Sono andata in Libia perché mia sorella mi aveva indicato la strada. Fu lei a darmi questo consiglio: “Da questa strada si arriva in Italia. Ti do i soldi e ci vai”. Mi disse “Non posso aiutarti, non posso permettermelo ma non posso nemmeno rimandarti indietro nel nostro paese perché nostra madre mi chiederebbe cosa ho fatto a sua figlia: Hai portato via mia figlia e me la riporti incinta”. Mi disse: “Ho un’idea, c’è una strada che spesso le persone usano per arrivare in Europa. Prendila e pregherò per te”…
Dopo un anno in Niger con sua sorella, Nadine ha intrapreso il pericoloso viaggio attraverso la Libia come fanno in migliaia ogni anno. La Libia è stata l’ultima fermata prima di salire un gommone fatiscente con la sua bimba e molte altre persone tentando la traversata.

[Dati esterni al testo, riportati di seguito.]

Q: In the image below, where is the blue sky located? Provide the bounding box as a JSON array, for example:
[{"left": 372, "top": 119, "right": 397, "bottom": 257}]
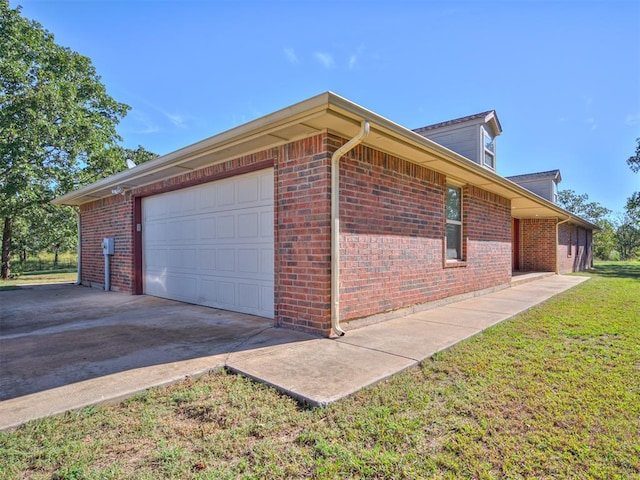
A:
[{"left": 10, "top": 0, "right": 640, "bottom": 212}]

In Libia sono stata tenuta prigioniera per mesi e mesi, poi è nata la bambina. Non avevo nessun aiuto. Mentre partorivo, urlavo che volevo andare in ospedale. Mi dissero: “Non c’è nessun ospedale qui. Se ti portiamo in ospedale, verrai rapita per strada, messa in prigione e chiederanno un riscatto per liberarti. Meglio se rimani qui perché almeno qui le persone ti conoscono”. Mia figlia è nata in prigione senza medicine, dottori. Niente. Un libico mi ha aiutata. Dopo la nascita della bambina, alcuni -non tutti- ebbero pietà di me: chiesero dei vestiti ad una donna in un negozio perché era appena nata una bambina e non aveva nulla. Il suo nome era Hope(speranza) ed era nata il 7 Gennaio. Le diedi quel nome mentre ero ancora incinta. Decisi che quando avrei partorito, l’avrei chiamata Hope, ma non potevo sapere che avrei sofferto così tanto…
Volevo tornare a casa, ma non potevo. Questa volta chiamai mia sorella dicendole che volevo tornare indietro. “Per favore mandami del denaro così posso andar via da qui e tornare indietro”. Mi rispose “Se provi a tornare, ti rapiranno. Tornare indietro è impossibile. Ormai sei in Libia”. Dopo tutto quel dolore volevo solo fuggire, lasciare la Libia. Dovevo andarmene dalla Libia ad ogni costo. Non volevo stare in prigione con mia figlia per sempre. Chi mi avrebbe aiutata?
Per andare dalla prigione alla barca, sono stata aiutata dai Libici dopo aver visto quanto stavo soffrendo. Hanno aiutato me e mia figlia ad imbarcarci: non ho dovuto pagare nulla.
Prima di lasciare il Camerun, facevo la parrucchiera e così anche quando vivevo con mia sorella. Ho sempre voluto fare l’estetista. Se potessi dare un consiglio a chi pensa di intraprendere questo viaggio, direi che non è semplice. Meglio rimanere nel proprio paese. Quando ripenso a cosa ho lasciato… Ero giovane, ero bella… Guarda come sono adesso… Non ho idea di cosa mi aspetti in Europa. Mi hanno solo detto di andare lì. Voglio solo essere aiutata”.